The taxpayer-funded National Science Foundation (NSF) is shelling out over $500,000 to the University of Michigan to fund research regarding whether female engineers are targeted with microaggressions by male engineers; and if so, whether those microaggressions have negative effects on female engineers.
The study’s premise is that engineering is stereotypically a masculine field, which would predictably lead to “microaggressions” toward the relatively few women who enter the field.

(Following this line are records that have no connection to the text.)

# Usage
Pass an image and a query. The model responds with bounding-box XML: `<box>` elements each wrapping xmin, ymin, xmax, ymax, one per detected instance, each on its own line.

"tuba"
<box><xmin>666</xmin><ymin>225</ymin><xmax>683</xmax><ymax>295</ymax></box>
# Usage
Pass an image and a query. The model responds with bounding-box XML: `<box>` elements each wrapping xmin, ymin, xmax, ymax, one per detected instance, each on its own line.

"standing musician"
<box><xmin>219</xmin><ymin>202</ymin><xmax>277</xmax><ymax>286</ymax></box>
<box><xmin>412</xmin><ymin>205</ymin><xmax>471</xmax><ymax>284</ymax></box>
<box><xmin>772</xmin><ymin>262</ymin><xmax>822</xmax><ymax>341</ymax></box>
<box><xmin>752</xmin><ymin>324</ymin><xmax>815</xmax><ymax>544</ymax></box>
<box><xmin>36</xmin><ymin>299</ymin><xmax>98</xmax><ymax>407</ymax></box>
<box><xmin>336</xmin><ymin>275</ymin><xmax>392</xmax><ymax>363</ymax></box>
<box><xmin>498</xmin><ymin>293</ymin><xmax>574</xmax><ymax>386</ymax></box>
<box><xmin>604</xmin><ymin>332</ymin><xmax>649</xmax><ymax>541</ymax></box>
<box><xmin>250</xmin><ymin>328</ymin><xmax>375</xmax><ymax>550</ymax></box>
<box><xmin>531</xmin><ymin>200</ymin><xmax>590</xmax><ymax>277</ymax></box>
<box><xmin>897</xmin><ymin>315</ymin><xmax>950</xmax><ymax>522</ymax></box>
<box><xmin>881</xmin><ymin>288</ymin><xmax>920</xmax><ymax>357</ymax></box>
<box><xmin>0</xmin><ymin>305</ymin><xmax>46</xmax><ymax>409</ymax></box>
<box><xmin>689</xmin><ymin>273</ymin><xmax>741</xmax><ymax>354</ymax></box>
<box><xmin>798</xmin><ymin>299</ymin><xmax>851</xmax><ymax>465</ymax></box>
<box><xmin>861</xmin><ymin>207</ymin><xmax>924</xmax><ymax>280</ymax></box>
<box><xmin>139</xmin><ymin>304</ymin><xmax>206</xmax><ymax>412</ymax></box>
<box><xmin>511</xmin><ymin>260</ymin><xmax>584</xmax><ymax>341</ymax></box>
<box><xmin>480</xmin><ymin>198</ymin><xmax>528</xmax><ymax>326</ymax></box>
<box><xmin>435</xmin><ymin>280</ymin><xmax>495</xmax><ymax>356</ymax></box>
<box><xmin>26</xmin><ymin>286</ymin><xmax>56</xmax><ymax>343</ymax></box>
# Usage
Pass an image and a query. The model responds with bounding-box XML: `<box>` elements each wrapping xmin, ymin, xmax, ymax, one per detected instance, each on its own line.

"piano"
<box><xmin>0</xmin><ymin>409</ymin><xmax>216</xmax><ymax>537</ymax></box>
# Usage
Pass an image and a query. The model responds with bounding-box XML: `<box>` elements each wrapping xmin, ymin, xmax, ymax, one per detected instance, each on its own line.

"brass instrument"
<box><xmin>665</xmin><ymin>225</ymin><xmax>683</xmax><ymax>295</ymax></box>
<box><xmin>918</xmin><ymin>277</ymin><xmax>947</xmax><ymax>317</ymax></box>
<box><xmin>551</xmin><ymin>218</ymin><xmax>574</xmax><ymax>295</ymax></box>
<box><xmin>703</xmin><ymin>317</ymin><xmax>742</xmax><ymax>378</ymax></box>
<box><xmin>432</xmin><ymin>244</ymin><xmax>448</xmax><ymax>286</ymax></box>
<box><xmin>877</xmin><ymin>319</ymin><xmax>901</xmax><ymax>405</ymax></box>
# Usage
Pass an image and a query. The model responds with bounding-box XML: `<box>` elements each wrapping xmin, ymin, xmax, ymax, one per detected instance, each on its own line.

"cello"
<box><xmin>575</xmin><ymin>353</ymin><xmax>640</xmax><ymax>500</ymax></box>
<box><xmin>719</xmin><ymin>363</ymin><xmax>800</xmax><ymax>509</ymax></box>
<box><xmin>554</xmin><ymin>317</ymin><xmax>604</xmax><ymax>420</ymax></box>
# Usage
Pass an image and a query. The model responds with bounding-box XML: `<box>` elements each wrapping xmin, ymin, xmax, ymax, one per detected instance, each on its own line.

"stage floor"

“Because engineering is cast as a masculine field, women engineering students can experience subtle yet pervasive stereotypic messages in their learning environments that can negatively influence their experiences. This early stage research project will identify specific behavioral manifestations of gender stereotypes—microaggressions—and their cumulative effect on learning, performance, and persistence in introductory engineering course teamwork. Such microaggressions may cause the climate of the team to become less welcoming to women. The proposed research unites two areas of strong research interest (social science research on gender stereotypes and engineering education on teamwork and climate) to advance understanding of women’s underrepresentation in engineering as compared to men.”
The goal of their research project is “to identify and reliably measure microaggressions in both lab-based and classroom-based engineering student project teams.”
They want to find out whether female engineers’ exposure to these microaggressions “increases perceived stereotype threat and diminishes a sense of belonging…leading to a gender gap favoring men in the important engineering outcomes of learning, performance, and persistence.”
Researchers will videotape engineering students in an effort to identify the different types of microaggressions – “e.g., ignoring women’s contributions or assigning women to less important tasks.”
The NSF granted the University of Michigan $548,459 to study gender microaggressions in the engineering field over a three-year period. The study officially began in September of 2014, and it’s projected to conclude in August of 2017.